A more detailed plot reveals significant variations between algorithm performance. Figure 4 plots the normalized paging times for different algorithms in the interesting region. (Recall that this usually begins at the size where a program spends 90% of its time paging and 10% of its time executing on the CPU, and ends at a size where the program causes very little paging). By ``normalized paging time'' we mean the ratio of paging time for compressed caching over the paging time for a regular LRU replacement policy.
As can be seen, all algorithms obtain significant benefit over uncompressed virtual memory for the interesting ranges of memory sizes. Benefits of over 40% are common for large parts of the plots in Figure 4. At the same time, losses are rare (only exhibited for gnuplot) and small. Additionally, losses diminish for faster compression algorithms (and faster processors, which is not shown in this plot). That is, when our adaptivity does not perform optimally, its cost can be reduced by having a fast compression algorithm, since it is a direct function of performing unnecessary compressions and decompressions.
Gnuplot is an interesting program to study more closely. The program stores data that are highly compressible (exhibiting a ratio of over 4:1 on average). This way, the compressed VM policy can look at quite large memory sizes, expecting that it can compress enough pages so that all the required data remains in memory. Nevertheless, gnuplot's running time is dominated by a large loop iterating only twice on a lot of data. Hence, for small memory sizes the behavior that the compressed caching policy tries to exploit ends before any benefits can be seen. For larger sizes, the benefit can be substantial, reaching over 80%.

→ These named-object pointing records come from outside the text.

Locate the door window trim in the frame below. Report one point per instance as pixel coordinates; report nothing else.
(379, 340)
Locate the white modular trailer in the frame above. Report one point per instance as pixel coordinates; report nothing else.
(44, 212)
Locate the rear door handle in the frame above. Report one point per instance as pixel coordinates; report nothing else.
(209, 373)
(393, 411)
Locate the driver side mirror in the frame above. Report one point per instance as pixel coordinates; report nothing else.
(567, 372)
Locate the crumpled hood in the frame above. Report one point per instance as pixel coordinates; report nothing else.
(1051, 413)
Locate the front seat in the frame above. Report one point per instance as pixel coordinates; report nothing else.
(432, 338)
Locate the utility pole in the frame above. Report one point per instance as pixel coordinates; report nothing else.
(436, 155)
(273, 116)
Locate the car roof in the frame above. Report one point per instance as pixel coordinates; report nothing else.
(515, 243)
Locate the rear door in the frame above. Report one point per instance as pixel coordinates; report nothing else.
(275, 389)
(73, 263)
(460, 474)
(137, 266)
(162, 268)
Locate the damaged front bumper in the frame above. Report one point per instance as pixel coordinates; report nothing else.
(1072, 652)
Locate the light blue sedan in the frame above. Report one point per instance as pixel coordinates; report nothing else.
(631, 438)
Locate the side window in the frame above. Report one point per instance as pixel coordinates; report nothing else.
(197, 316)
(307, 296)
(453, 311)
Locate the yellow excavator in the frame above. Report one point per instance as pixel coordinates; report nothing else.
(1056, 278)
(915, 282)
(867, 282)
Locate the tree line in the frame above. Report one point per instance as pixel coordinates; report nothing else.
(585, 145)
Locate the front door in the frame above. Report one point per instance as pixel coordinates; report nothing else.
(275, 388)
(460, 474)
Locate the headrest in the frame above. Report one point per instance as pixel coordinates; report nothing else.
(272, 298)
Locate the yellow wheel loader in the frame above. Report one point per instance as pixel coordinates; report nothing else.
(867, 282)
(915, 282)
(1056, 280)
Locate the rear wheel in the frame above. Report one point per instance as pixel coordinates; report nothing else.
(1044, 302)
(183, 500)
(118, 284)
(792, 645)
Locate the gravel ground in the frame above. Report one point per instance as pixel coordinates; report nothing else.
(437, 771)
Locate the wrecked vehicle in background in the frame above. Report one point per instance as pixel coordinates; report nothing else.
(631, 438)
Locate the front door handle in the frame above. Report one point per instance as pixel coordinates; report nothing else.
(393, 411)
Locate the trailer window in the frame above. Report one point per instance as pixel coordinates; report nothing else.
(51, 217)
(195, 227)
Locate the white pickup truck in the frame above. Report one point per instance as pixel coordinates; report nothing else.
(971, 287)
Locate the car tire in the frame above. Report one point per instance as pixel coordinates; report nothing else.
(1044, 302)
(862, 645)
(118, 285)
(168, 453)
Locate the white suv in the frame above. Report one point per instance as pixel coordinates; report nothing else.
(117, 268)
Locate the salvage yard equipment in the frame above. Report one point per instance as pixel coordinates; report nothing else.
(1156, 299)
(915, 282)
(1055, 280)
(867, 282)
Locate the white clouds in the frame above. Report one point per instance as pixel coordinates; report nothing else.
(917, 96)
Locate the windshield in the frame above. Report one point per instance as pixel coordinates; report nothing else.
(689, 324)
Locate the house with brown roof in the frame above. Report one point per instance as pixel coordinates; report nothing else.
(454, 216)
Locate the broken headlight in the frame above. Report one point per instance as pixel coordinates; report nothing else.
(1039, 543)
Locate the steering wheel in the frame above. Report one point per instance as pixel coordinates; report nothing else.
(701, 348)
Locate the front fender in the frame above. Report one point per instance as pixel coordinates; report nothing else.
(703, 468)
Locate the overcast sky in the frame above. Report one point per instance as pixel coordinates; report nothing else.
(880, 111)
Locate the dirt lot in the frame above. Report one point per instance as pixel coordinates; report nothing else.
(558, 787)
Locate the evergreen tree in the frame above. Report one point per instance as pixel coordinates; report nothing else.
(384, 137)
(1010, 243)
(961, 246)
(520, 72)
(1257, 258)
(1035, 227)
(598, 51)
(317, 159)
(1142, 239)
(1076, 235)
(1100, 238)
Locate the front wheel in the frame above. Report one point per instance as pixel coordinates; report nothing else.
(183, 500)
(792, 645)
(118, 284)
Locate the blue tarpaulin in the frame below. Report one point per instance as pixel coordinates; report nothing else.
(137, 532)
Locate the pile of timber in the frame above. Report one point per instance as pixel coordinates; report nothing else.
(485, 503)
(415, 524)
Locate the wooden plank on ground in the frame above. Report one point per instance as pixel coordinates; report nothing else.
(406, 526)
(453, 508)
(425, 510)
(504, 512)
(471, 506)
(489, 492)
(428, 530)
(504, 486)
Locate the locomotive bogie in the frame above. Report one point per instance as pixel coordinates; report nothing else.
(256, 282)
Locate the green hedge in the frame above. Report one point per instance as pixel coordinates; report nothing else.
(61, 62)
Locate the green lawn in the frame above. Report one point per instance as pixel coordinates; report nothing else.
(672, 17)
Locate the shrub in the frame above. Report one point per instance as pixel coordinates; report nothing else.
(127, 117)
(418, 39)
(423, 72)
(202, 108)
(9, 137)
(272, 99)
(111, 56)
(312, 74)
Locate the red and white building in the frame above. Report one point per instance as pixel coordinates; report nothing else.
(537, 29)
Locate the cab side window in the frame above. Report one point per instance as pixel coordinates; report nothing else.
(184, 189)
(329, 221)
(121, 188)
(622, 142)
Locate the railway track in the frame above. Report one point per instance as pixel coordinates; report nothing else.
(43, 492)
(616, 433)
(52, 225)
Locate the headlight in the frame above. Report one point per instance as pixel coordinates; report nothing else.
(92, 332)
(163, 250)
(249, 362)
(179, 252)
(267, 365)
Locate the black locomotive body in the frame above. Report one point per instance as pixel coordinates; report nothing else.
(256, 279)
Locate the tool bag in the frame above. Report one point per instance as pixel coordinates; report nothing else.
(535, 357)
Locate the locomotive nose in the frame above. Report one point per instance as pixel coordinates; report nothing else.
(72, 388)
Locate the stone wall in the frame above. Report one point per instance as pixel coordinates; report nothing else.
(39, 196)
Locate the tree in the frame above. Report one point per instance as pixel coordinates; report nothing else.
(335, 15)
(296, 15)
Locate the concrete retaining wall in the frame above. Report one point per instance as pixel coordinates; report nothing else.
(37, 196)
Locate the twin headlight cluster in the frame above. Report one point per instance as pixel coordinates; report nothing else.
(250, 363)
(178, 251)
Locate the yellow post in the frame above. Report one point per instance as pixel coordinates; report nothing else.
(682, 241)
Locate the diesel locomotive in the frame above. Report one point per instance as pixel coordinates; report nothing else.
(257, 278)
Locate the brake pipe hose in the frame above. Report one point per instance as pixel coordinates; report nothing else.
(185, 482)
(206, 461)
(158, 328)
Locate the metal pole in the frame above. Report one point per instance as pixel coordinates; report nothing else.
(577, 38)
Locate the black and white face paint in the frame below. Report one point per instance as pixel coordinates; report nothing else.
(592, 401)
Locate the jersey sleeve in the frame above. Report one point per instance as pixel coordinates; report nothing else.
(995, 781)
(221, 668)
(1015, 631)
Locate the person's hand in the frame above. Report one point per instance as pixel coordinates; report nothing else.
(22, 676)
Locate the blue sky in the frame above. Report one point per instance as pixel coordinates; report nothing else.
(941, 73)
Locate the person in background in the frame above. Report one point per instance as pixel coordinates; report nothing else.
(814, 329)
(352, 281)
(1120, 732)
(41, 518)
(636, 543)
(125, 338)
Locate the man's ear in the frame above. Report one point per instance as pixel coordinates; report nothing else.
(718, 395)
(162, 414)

As shown in Figure 4, the performance difference of compressed caching under different compression algorithms can often be over 15%. Our WKdm algorithm achieves the best performance for the vast majority of data points, due to its speed and comparable compression rates to LZO. The LZRW1 algorithm, used by Douglis yields consistently the worst results. This fact, combined with the slow machine used (for current standards) are at least partially responsible for the rather disappointing results that Douglis observed.